Ok. I give up. I am creating a page on Tennessee feed-in tariff policy and posting this article as the sole entry and I hope my colleagues will be satisfied.

TVA’s Green Power Switch program is not a feed-in tariff at least not what’s considered a feed-in tariff in Europe, Ontario, Vermont, and elsewhere. It’s more correctly called a Production-Based Incentive (PBI) program and in fact TVA itself calls the program an “incentive” not a feed-in tariff.

There are significant differences between true Renewable Tariffs as used in Europe and the several Production-Based Incentive programs found in the USA. For a brief discussion see Performance-Based Incentives or Renewable Tariffs for Photovoltaics in the USA.

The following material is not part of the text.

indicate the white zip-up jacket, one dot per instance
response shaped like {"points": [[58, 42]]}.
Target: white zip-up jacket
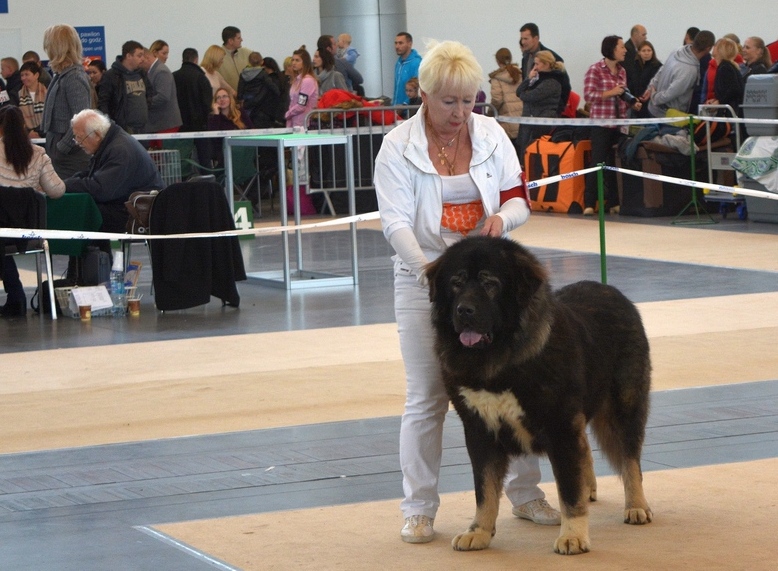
{"points": [[409, 189]]}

That TVA calls the program’s payments “incentives” should be enough of a hint right there that this isn’t a serious program to develop renewable energy, but more a PR program masquerading as renewable energy policy.

What does TVA’s program do? Here’s a summary.

 

  • Pays $0.12 USD/kWh in addition to the retail price for solar PV
  • Pays $0.03 USD/kWh in addition to the retail price for all other renewables
  • Project size limit: 1 MW
  • Contract term: 10 years
  • Upfront subsidy: $1,000 USD per project
  • No Greenfield sites: Must have a meter already
  • Payments in the form of credit against utility bill

As TVA itself says, the Green Power Switch program is an alternative to net metering because of the structure of the TVA system the utility can’t offer net metering.

Net metering has never been a renewable energy policy with any hope of success and as a consequence TVA’s program is its own version of a program that hasn’t been successful anywhere else.

TVA deserves a slight pat on the back for a few provisions. Though payments are made as credits against the customer’s utility bill, TVA will pay for excess generation and will actually issue a check. Most net metering programs don’t go that far. And TVA’s program does cover, even if nominally, most renewables and not just solar PV.

So a customer with a solar PV system would get paid $0.12/kWh plus the retail rate, which in TVA’s territory is meager, say $0.10/kWh for a total payment of $0.22/kWh. For a wind system you could expect $0.13/kWh.

TVA justifies the program by saying they want to “defray” the costs of renewable energy systems. That’s the language used whenever the marketing department wants to “help early adopters” put up solar so the utility company looks good without reducing the company’s sales of electricity in any serious way. “Defray the costs of early adopters” is the industry’s term of art for exploiting those who want to develop renewable energy as a symbol of hope to their communities despite the costs to them personally.

While one could go through the program item by item, for example, the 10-year contract is half of what’s necessary for any bankable project, the results speak loud enough.

It has been six years since the program was launched. In that time, customers have installed 413 kW, yes kilowatts not megawatts, and if that’s not bad enough, only 42 kW, yes kilowatts again, of wind.

TVA says these systems generate about 26,000 kWh per month. So, let’s say they produce ~300,000 kWh per year. TVA generates 176 TWh per year from conventional sources. Thus, TVA’s Green Power Switch program had delivered 0.0002% of TVA’s generation. That’s jaw-droppingly insignificant.

It appears that my early cynicism was well founded.